私は聞こえない人の役で、リモートワークでの研修だったのでパソコンの音量をオフにするだけで擬似環境を作れました。すると、ワンタッチで世界が一気に変わり「みんなで笑顔で楽しそうに話しているが内容が全くわからず入れない」という、もどかしさと孤独がみるみる溜まっていきました。
終了後の振り返りタイムで、その気持ちをぶつけてみるとチームメンバーの感想は想像に反し意外なものでした。
笑っていたのは、”これは難しい!笑うしかない”という笑顔だった
ツールがないと何も制限がない人が制限がある人同士の間に立ちがちで、負担が大きい
目が見えない人と聞こえない人の間にコンピュータがなくて聞こえない人の発話もなかったら、目が見えない人には聞こえない人の存在すら感じられない それを改善しようと間に立とうとするとこれまた大変
自分だけがツライと思っていたのが「実はみんなしんどかった」ということに私は衝撃を受けました。
自然と変わっていった1ON1のコミュニケーション
もう一つは、上の体験の後に聞こえに関わらずコミュニケーションすることは工夫次第で、できるという体験が継続してあること、かもしれないです。
具体的には#1で紹介したツール、そして手話やボディランゲージを気軽に使っています。
私は、ぶらっくさんが入社されてから週に1回、1on1をしています。最初はドキュメントに文章を書いて伝えてましたが、次第に口パクやボディランゲージを交えたものが増え、今はドキュメントは使わずに手話と指文字で(かなりたどたどしいですが)コミュニケーションとっています。

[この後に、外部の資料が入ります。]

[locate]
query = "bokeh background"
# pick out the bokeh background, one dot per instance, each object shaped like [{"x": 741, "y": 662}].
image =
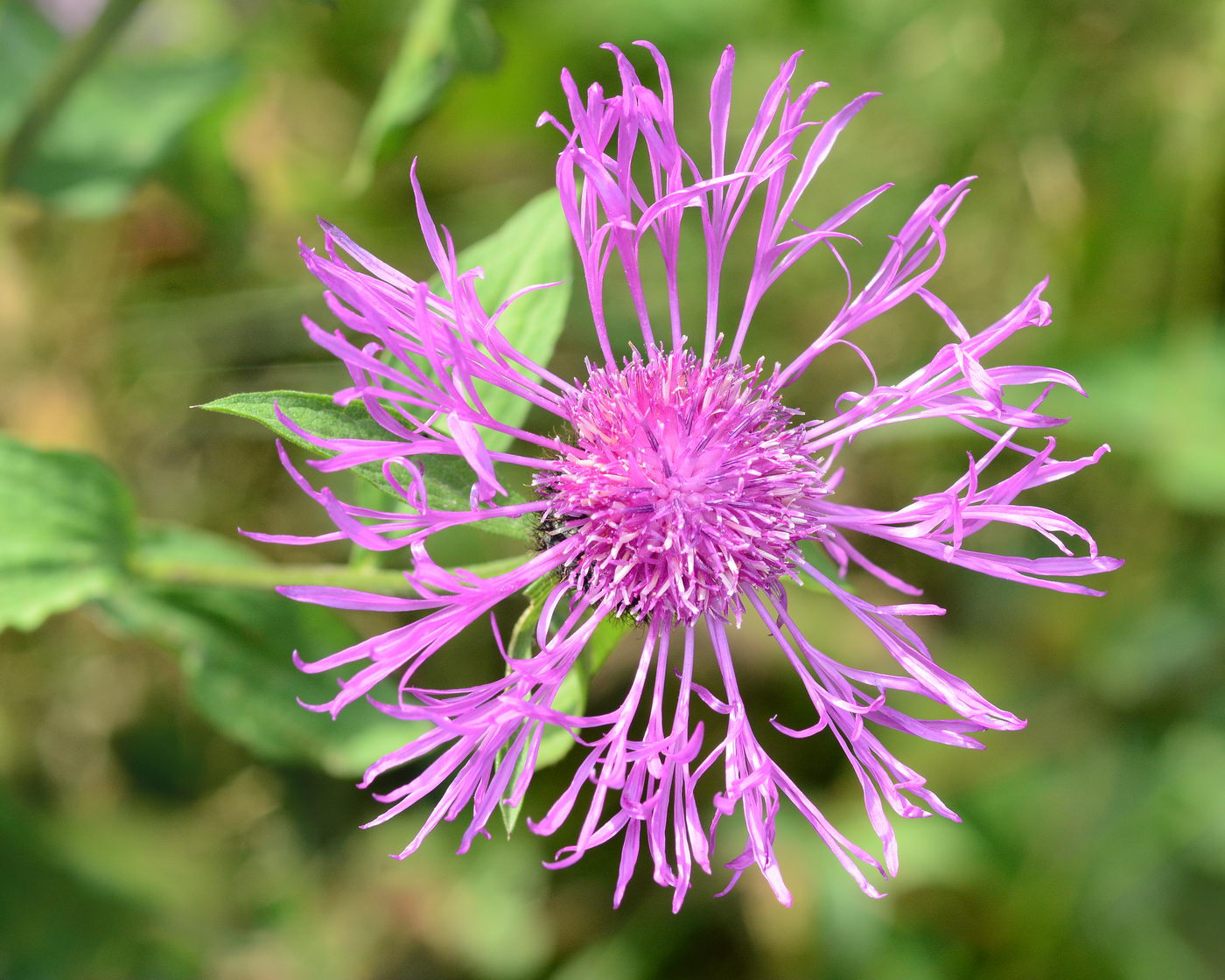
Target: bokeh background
[{"x": 150, "y": 823}]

「手話を覚えて使えるようになりたい!」という強い気持ちがあったわけでなく、「それは手話だとこうだよ」「へ〜こう?」と軽い気持ちで真似をして、そのテンポに感情が乗ってくるというか、聞こえる人と会話をしている感覚に近いものに近づいていってその連続が今の形になって言った感じです(ゆるいです
社内で見かけた人が「手話できてかっこいいです!」と褒めてくれることがあるのですが、実はオリジナルなボディランゲージを駆使してる時だったりしますw
なので恥ずかしさが取れたら、割とみんながやれてしまうのでは?そこまで垣根のあるものではない、と思うようになりました。
もちろん正確性が必要な話にはドキュメント形式でやりとりすることが重要なのは変わりないのですが、そのときどきで自由にやり方を変えていくことを気軽にしたいなと考えています。
終わりに
2回にわけてtipsを紹介してきました。
どなたかの働きやすさを考えるきっかけや参考になれば嬉しいです。
最後まで読んでいただきありがとうございました!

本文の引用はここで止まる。